Ok, machst zumindest mal einen Probeanschlag, mal sehen wie groß der Gamsbock im ZF noch ist. Ich lege mich auf dem Boden, unter dem Vorderschaft der Rucksack, unter dem Hinterschaft die zusammengerollte Jacke. Hmm, so könnte man durchaus schießen, die Stelle zwecks anschließender Bergung wäre mit etwas klettern ebenfalls erreichbar. Nochmals mit dem Feldstecher den ganzen Gegenhang abgeglast, ob sonst auch noch was herumsteht - negativ. Den Gamsbock nochmals durchs Spektiv genau angesprochen und die Entfernung gemessen - 243 Meter. Der Entschluss zum Schuss hatte sich durchgesetzt. Noch ein paar Mal tief durchgeatmet, entsichert und als der Gams dann passend stand hab ich die Kugel fliegen lassen. Bumms, der Gams zeichnet und fällt um, ist damit aber auch aus meinem Blickfeld verschwunden.

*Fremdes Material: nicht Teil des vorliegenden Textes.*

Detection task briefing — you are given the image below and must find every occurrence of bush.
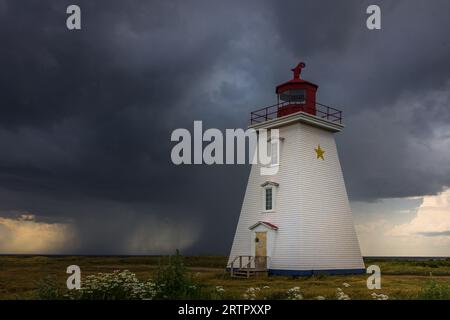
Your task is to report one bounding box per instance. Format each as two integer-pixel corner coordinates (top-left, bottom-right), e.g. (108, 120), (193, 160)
(67, 270), (157, 300)
(155, 250), (206, 300)
(418, 278), (450, 300)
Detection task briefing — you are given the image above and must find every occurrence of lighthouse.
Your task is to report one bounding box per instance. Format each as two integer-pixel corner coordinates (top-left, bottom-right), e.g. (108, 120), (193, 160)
(227, 62), (365, 277)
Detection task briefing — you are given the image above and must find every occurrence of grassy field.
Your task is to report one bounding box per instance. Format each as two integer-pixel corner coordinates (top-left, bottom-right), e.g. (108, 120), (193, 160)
(0, 256), (450, 299)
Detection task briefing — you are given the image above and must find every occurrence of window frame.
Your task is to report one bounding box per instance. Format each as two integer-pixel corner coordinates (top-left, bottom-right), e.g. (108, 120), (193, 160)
(262, 184), (277, 213)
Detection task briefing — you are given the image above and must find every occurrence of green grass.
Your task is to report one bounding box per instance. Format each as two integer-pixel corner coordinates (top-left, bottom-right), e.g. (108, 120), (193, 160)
(0, 256), (450, 299)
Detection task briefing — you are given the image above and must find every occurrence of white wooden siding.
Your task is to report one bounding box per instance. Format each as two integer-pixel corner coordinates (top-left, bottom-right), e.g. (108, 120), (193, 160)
(229, 123), (364, 271)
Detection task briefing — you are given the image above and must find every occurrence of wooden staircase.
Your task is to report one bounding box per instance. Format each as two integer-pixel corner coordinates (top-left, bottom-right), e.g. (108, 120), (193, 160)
(227, 256), (267, 279)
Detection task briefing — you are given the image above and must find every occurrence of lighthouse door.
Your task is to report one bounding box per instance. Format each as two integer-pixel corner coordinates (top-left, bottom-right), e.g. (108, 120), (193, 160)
(255, 232), (267, 270)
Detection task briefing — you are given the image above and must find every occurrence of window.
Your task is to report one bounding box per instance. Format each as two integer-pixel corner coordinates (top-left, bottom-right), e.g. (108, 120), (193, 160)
(280, 89), (306, 103)
(269, 140), (280, 166)
(264, 187), (273, 211)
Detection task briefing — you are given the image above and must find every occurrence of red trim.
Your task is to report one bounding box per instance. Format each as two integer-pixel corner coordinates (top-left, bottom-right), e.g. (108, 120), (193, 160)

Ich packe ich meine Sachen zusammen, und mache mich auf den Weg die andere Seite des Berges zu erklimmen, um die Gams zu holen. 150 Meter zum Teil durch dichtestes Gestrüpp und Brenesseln, ich fluche. Doch alles geht gut, der Gams (zweijähriger Gamsbock) liegt 15 Meter unterhalb der Stelle an der ich ihn beschossen hatte, er war durch eine Rinne heruntergerutscht, deshalb konnte ich ihn nach dem Schuss auch nicht mehr sehen. Treffersitz war dort wo ich hingehalten hatte - jedoch kein Ausschuss. Beim Aufbrechen finde ich dann den Geschossrest des 55gr schweren Nosler BallisticTip. Das Geschoss hatte im Wildkörper ordentlich gearbeitet, nur für einen Ausschuss hat die Energie nicht mehr gereicht.

 


Braver zweijähriger Gamsbock - gestreckt auf 243 Meter

 

Im Nachinein betrachtet bin ich nicht gerade glücklich mit meinem Tun, bei einem schlechten Schuss hätte ich keine Reserven gehabt, der Verlust des Stücks oder eine lange und beschwerliche Nachsuche die Folge. So soll es mir für die Zukunft eine Lehre sein lieber den Finger gerade zu lassen.


55gr Nosler Ballistic Tip: geborgener Geschossrest (18,2gr - 33% vom Gesamtgewicht), das "komplette" Geschoss, fertige Patrone, 5,6mm KJG für die zukünftige Patrone.